Gondor Raises $2.5M to Bring Lending and Leverage to Prediction Markets

Gondor is betting it can build the missing financial layer for on-chain prediction markets—starting with lending against Polymarket positions.

DeFi project Gondor has raised a new $2.5 million pre-seed round in December 2025, adding fresh momentum to its push to become the core lending layer for on-chain prediction markets.

The round included participation from Prelude, Castle Island Ventures, and Maven11, with continued backing from the Polymarket ecosystem.

The raise is tied closely to Gondor’s next big step: the launch of its public beta.

Gondor, along with the clear interest in its product, shows prediction markets are moving beyond simple betting apps – and now need real financial infrastructure underneath them.

Prediction market capital is locked and idle

Right now, prediction markets like Polymarket suffer from a basic inefficiency. 

That is, once you place a bet, your capital is stuck until the market resolves – and sometimes that’s for several months. That capital can’t be traded, lent, reinvested, or used as collateral. It just sits there.

Gondor fixes that by letting traders borrow $USDC stablecoins against their open Polymarket positions. You deposit your active “Yes” or “No” shares into Gondor, and the protocol lets you take out a loan while keeping your original exposure intact.

In a nutshell, prediction positions stop being dead capital, and start behaving like real financial assets.

Borrow against open Polymarket positions

2x leverage comes to Polymarket next week

With its beta launch, Gondor is introducing up to 2x leverage through a simple looping strategy. 

Traders can borrow against their position and redeploy that capital into a second position, effectively doubling exposure without adding new funds.

This kind of leverage is completely new to prediction markets. Until now, traders had to either close positions or bring in outside capital to scale. Gondor gets rid of that limitation.

The team has already hinted at pushing leverage higher – to as much as 4x to 5x in 2026 – once liquidity and risk systems are proven in production.

Beyond just “trading”

Gondor’s product isn’t just about leverage for trading. It’s about turning prediction markets into a real on-chain asset class.

Earlier this year, Ethereum founder Vitalik Buterin pointed out that prediction markets are unattractive for serious hedging because they generate no yield. 

While Gondor doesn’t directly add yield to positions, it adds the tools that make yield possible down the line – collateralization, lending, leverage, and eventually structured financial products.

That’s why Gondor frames itself as the Aave of prediction markets. 

It doesn’t compete with Polymarket – it sits as a platform on top of it, powering liquidity and capital flow the same way lending protocols power DeFi today.

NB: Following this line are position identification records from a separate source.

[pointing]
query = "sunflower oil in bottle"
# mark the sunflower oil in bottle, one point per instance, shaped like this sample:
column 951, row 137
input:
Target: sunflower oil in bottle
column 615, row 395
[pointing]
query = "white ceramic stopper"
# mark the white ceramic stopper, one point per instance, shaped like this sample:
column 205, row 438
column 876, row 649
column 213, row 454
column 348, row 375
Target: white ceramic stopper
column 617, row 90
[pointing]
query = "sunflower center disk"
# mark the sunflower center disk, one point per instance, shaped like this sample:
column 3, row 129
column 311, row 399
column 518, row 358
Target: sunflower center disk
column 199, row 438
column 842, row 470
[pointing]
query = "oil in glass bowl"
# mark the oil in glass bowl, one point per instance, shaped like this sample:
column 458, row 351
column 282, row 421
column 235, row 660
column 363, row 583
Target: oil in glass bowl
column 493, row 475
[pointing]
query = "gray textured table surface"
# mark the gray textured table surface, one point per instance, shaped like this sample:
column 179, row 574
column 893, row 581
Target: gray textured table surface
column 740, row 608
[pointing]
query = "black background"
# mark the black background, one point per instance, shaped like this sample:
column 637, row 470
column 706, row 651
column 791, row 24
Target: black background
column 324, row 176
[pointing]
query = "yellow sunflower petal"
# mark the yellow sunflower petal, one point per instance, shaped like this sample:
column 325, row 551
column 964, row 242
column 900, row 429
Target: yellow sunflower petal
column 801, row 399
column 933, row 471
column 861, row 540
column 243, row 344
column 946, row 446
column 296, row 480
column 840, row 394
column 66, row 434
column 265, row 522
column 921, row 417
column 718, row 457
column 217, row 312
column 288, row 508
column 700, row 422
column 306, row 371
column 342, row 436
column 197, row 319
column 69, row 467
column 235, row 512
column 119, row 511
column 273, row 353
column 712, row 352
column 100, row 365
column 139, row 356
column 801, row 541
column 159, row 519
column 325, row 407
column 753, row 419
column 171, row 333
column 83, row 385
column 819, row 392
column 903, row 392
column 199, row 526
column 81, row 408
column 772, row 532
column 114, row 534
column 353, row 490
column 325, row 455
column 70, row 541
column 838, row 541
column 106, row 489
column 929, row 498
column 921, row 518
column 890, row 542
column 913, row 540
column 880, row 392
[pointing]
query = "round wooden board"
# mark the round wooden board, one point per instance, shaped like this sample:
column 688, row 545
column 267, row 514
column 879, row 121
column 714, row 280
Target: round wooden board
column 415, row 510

Leverage is risky business

As all crypto traders are aware, adding leverage to prediction markets will also add real risk – and that risk isn’t isolated to just individual users. 

If the value of a position drops far enough, it can be liquidated. If too many leveraged positions unwind at once, it could cause sharp, fast-moving cascades in thin markets.

Gondor is trying to manage this by starting with conservative borrowing limits and only supporting high-liquidity markets during beta.

It is still in its very early stages. The protocol is just entering beta, and real stress testing hasn’t happened yet, but this is a live attempt to build the missing financial layer for on-chain prediction markets.

Whether Gondor becomes that layer is still an open question. But with fresh capital secured and its beta now live, it’s officially one of the most important experiments happening in the prediction market space right now.